La sensibilidad en la prosa, que trasciende en las misivas, se vislumbra en la poética, en circunstancias tan adversas como el fallecimiento de su padre. “Acabo de saber de (…) la muerte de papá en los Estados Unidos (…), comunicó a Amalia, tras saber del funesto suceso, ocurrido el 18 de noviembre de1869. Perdía a Ignacio Agramonte Sánchez Pereira, quien desde la más tierna edad, debió haber influenciado en su hábito de lector, además de sus ideas progresistas y libertarias.

En el panteón familiar, situado en el camposanto de este territorio, se aprecia el sepulcro del padre. Sobre la tapa de mármol de Carrara, el hijo vierte su dolor en un soneto, que parece reguarda la entrada de Don Ignacio al mundo espiritual.

Así, el visitante lee, como la sentencia de un juicio final:

“Viudas, pupilos, templos, hospitales/ Asilos de piedad favorecidos./ Calabozos de míseros henchidos./ Huérfanos sin socorros paternales:/ Mirad estos despojos mortales/ Que yacen aquí sumergidos/ De quien supo calmar vuestros gemidos/ (...) !Ah! Me diréis un hombre tan piadoso/ El buen Ignacio que la huesa fría/ Oculta entre su seno tenebroso.(...) Y que siempre su nombre generoso/ Brille como la luz del mediodía”.

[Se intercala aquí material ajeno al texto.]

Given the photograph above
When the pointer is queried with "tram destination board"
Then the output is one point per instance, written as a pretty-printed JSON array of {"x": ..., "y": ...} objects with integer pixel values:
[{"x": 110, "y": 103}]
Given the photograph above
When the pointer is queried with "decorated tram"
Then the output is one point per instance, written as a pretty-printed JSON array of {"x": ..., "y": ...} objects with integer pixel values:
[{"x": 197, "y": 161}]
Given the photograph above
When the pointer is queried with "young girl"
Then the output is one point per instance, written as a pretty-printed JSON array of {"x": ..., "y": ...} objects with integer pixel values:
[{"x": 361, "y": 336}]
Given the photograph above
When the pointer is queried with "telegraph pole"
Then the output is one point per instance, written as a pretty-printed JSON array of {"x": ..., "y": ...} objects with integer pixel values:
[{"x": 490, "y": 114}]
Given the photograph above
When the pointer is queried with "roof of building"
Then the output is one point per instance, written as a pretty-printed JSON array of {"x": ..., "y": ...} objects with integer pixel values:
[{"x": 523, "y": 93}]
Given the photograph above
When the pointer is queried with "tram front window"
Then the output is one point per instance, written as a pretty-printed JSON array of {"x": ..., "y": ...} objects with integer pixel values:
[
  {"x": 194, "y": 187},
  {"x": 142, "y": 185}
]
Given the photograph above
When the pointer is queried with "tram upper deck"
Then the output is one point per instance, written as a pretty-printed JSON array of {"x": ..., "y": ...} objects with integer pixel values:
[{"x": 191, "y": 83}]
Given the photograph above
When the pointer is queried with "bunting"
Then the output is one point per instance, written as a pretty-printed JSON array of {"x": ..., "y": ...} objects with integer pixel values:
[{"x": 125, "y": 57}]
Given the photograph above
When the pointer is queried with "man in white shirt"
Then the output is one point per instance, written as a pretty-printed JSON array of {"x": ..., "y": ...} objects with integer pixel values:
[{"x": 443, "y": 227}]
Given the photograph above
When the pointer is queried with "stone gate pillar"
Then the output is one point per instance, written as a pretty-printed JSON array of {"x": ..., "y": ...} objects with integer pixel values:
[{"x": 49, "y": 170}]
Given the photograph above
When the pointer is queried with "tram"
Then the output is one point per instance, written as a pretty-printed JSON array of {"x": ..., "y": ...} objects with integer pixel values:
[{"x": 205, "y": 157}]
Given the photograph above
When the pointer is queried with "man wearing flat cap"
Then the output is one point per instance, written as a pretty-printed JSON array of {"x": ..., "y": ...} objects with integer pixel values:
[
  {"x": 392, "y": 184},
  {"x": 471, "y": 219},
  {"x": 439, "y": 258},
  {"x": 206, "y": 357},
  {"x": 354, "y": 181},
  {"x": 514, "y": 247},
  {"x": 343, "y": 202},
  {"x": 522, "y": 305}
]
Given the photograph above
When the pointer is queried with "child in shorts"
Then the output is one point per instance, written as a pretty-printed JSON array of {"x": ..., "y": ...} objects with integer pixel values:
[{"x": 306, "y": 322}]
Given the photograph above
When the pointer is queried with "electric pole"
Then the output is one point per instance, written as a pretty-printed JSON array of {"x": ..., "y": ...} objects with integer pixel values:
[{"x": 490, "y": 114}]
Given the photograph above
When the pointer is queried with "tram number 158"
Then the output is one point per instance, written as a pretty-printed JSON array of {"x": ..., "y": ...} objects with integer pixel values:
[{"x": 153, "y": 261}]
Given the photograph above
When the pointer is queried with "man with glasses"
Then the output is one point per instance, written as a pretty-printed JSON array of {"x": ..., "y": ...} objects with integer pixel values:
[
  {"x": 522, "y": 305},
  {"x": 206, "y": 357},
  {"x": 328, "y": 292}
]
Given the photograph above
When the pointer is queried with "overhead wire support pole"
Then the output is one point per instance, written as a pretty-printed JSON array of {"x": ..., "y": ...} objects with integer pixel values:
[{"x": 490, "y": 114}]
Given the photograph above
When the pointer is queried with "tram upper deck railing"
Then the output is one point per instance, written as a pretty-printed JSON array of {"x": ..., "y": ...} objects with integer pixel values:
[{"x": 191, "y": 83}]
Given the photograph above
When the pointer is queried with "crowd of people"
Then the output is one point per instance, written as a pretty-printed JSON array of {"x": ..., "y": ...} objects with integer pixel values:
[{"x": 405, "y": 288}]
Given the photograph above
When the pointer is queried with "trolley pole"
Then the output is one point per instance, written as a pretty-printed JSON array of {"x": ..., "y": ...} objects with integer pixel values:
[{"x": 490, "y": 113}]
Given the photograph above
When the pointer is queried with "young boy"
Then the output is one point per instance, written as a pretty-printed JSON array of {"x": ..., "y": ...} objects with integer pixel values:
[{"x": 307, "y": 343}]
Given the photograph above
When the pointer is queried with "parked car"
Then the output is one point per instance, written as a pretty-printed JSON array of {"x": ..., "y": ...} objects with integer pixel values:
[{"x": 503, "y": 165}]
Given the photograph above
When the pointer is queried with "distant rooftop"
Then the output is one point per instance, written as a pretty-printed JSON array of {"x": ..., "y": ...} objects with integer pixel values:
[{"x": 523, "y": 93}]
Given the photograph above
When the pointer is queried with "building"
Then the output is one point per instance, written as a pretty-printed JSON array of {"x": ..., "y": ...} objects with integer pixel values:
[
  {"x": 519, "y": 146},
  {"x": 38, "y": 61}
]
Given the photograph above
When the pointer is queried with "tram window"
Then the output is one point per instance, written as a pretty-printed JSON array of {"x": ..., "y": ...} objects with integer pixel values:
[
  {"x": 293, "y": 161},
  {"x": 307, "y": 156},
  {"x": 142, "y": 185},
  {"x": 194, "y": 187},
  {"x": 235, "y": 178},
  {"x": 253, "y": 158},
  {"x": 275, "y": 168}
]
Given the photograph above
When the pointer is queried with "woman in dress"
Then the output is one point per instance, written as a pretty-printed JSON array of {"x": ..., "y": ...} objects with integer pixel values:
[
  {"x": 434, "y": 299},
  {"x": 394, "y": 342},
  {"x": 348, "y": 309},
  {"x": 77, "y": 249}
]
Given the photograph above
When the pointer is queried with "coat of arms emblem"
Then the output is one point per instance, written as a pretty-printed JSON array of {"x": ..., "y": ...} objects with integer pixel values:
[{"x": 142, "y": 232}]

La tradición y la historia, nos lo presentan casi siempre en su caballo, regio, sereno, apuntando con el sable al próximo combate. En un rudo y seco golpe, en el Rescate de Sanguily o en estampida victoriosa en el Cocal del Olimpo. Listo para el combate, a punto de hacer temblar la tierra con una caballería disciplinada, fiera. Mas, tras la madeja del caballero, del guerrero, del Mayor General, del estoico hidalgo, asoma el joven alto, de bigote y semblante serio que se moldeó la vida con el esmero de una bella obra de arte, para conseguir la libertad, como acto sublime.